Saturday, February 22, 2014

Concede or Compete? Messaging and Voice Pose Same Strategic Challenge

Many mobile service providers continue to believe there is financial value to be had in creating and supporting branded over the top messaging apps. One might argue that seems extremely unlikely, given the network effects other over the top messaging providers have achieved. 

Of course, many argue that the basic voice product can be enhanced in ways that allow prices to be raised, and can reverse the trend of declining usage in many markets where alternative communication modes make more sense. Some might say that is a questionable long-term strategy as well.

Ovum estimates mobile SMS plans accounted for $120 billion in revenue during 2013, down from $145 billion in FY 2012. That decrease of $25 billion, or 17 percent, is largely attributed to the move away from SMS toward data-driven communication applications.

Telcos have been down this road before. For years, when AT&T was an independent provier of long distance service, it struggled to break into the "local access" business in the United States. 

Ultimately, AT&T failed.
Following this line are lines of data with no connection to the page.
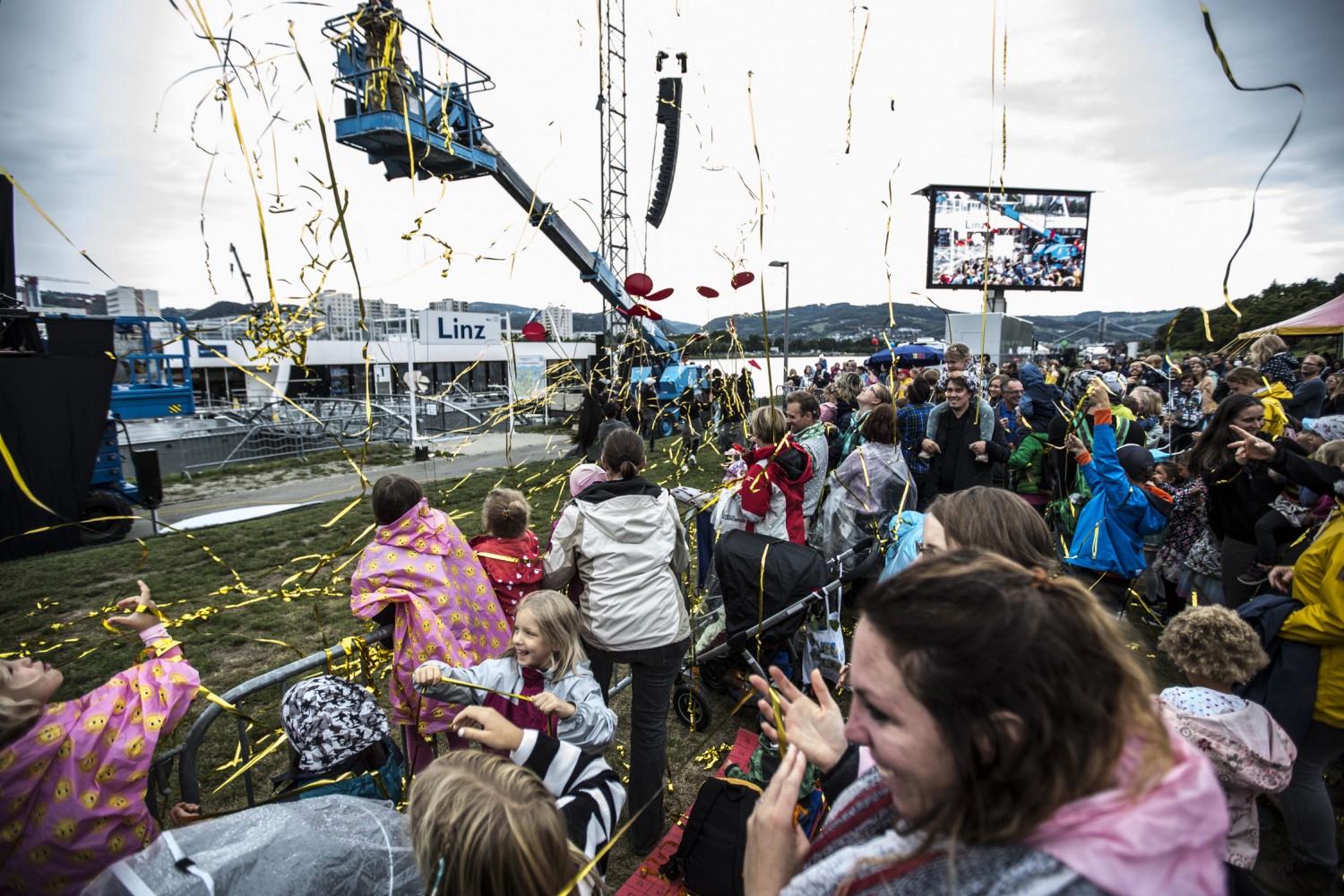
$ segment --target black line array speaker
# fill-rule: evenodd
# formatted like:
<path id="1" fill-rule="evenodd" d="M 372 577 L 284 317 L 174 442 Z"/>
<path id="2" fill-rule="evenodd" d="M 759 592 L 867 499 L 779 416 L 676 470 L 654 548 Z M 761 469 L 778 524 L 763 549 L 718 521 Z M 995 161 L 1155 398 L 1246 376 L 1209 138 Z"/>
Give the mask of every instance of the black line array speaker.
<path id="1" fill-rule="evenodd" d="M 159 449 L 132 449 L 130 462 L 136 467 L 136 488 L 140 502 L 157 510 L 164 502 L 164 477 L 159 470 Z"/>
<path id="2" fill-rule="evenodd" d="M 659 124 L 663 125 L 663 159 L 659 179 L 653 187 L 653 201 L 645 220 L 657 227 L 668 211 L 672 197 L 672 177 L 676 175 L 676 153 L 681 142 L 681 79 L 659 78 Z"/>

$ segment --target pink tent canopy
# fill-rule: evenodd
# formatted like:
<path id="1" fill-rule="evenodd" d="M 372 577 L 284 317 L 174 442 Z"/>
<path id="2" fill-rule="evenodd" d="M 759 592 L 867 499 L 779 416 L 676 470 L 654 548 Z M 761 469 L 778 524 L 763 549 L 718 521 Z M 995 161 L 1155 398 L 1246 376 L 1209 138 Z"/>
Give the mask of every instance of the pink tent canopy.
<path id="1" fill-rule="evenodd" d="M 1324 305 L 1318 305 L 1309 312 L 1302 312 L 1297 317 L 1289 317 L 1286 321 L 1239 333 L 1238 339 L 1259 339 L 1270 333 L 1277 333 L 1278 336 L 1344 333 L 1344 296 L 1336 296 Z"/>

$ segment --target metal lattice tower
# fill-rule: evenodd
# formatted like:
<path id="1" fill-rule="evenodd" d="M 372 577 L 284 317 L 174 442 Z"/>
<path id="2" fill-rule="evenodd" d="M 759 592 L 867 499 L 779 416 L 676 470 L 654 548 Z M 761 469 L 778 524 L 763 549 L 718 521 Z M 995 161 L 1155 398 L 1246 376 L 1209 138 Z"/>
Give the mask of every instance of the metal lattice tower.
<path id="1" fill-rule="evenodd" d="M 602 52 L 602 232 L 601 253 L 617 281 L 624 282 L 630 261 L 629 171 L 625 164 L 625 0 L 606 0 L 606 47 Z M 607 314 L 607 330 L 624 328 Z"/>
In fact, the actual strategy, for years, involved harvesting declining international calling revenues as long as possible, at the highest possible rates, while the transition to a new revenue model could be achieved. 

One might likewise have argued that AT&T could change the product by creating more valuable calling services and adding features. In retrospect, that has proven incapable of halting the revenue erosion.

One might argue that mobile and fixed network calling, and mobile text messaging, face precisely the same problem, and ultimately will find the same results.